There is no if statement in the hot loop or in the kernel thread so there is no performance cost there.
The multiplexing thread is separate to the kernel thread so you could say it's 1:M:N thread scheduling. I should have been clearer in my comment. There is 3 types of threads.
The multiplexing thread timeslices the preemption of the lightweight threads and kernel threads every 10 milliseconds. That is it stops all the loops in the lightweight thread and in the lightweight thread and causes the next lightweight thread to execute.
So there is no overhead except for a structure variable retrieval in the loop body
The risk is that a thread fails to reschedule/be preempted/end the loop in this timeslice but if the exact same interleaving happens to every other timeslice after, it shall never preempt. But this is unlikely in practice.

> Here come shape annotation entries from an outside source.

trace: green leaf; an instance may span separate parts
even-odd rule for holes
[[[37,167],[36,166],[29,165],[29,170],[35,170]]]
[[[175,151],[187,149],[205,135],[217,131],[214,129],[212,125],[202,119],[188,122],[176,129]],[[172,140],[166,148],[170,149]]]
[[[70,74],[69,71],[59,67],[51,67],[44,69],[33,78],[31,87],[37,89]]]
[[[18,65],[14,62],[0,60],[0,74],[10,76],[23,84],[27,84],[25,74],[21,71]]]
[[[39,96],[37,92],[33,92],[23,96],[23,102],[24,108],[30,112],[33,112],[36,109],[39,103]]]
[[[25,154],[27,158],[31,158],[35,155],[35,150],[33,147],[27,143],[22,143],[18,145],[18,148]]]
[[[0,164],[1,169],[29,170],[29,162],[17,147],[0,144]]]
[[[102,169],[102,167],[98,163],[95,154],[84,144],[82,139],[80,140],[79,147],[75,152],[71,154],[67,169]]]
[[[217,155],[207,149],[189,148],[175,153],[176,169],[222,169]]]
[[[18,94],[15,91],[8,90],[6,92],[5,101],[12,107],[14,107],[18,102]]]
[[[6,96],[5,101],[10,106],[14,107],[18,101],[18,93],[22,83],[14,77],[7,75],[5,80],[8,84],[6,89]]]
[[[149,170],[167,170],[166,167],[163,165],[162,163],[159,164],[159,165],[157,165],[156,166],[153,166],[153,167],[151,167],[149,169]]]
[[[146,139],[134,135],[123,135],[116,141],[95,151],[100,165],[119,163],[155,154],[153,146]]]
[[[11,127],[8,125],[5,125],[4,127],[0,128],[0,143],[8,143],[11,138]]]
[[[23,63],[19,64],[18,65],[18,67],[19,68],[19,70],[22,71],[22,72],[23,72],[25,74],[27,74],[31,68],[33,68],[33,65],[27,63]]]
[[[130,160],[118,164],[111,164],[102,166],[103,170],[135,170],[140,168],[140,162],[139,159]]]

The chance of an incrementing at the end of a loop data race with setting the index to the limit and a preventing preemption a unlikely but possible. I assume the body of the loop has the most execution time, not the loop conditional and increment.
I've not measured the overhead of the atomics. In theory the atomics are on the slow path of the loop - they happen during preemption and at the end of a hot loop iteration
The loop itself is the hot part that we don't want to slow down
The worst we do is slow down the execution of the next hot loop with atomic set.
Atomic reads are cheap. I'm not sure if atomic writes are cheap if uncontended
The data race on the volatile version of the C code is technically UB, so you are at the mercy of the architecture, optimization settings and phase of the moon.
The right answer is probably use atomics but that has a performance cost.
I am still trying to find out if atomics suffer from contendedness.
My perfect scenario is the atomic increment should be as cheap as the non atomic increment.
But I think the bus pausing and cache coherence protocols mean that the data is flushed from the store buffer to the memory, which is slow. I don't know if it acts as a lock and has an uncontended option
It occurred to me I can detect a potential race happening in the multiplexing thread. The code in the multiplexing thread could be slow and it would be fine (it doesn't affect hot loop performance) We essentially track whether or not we set the looping variable to the index and if it changes back due to a data race, we set it back again to correct it.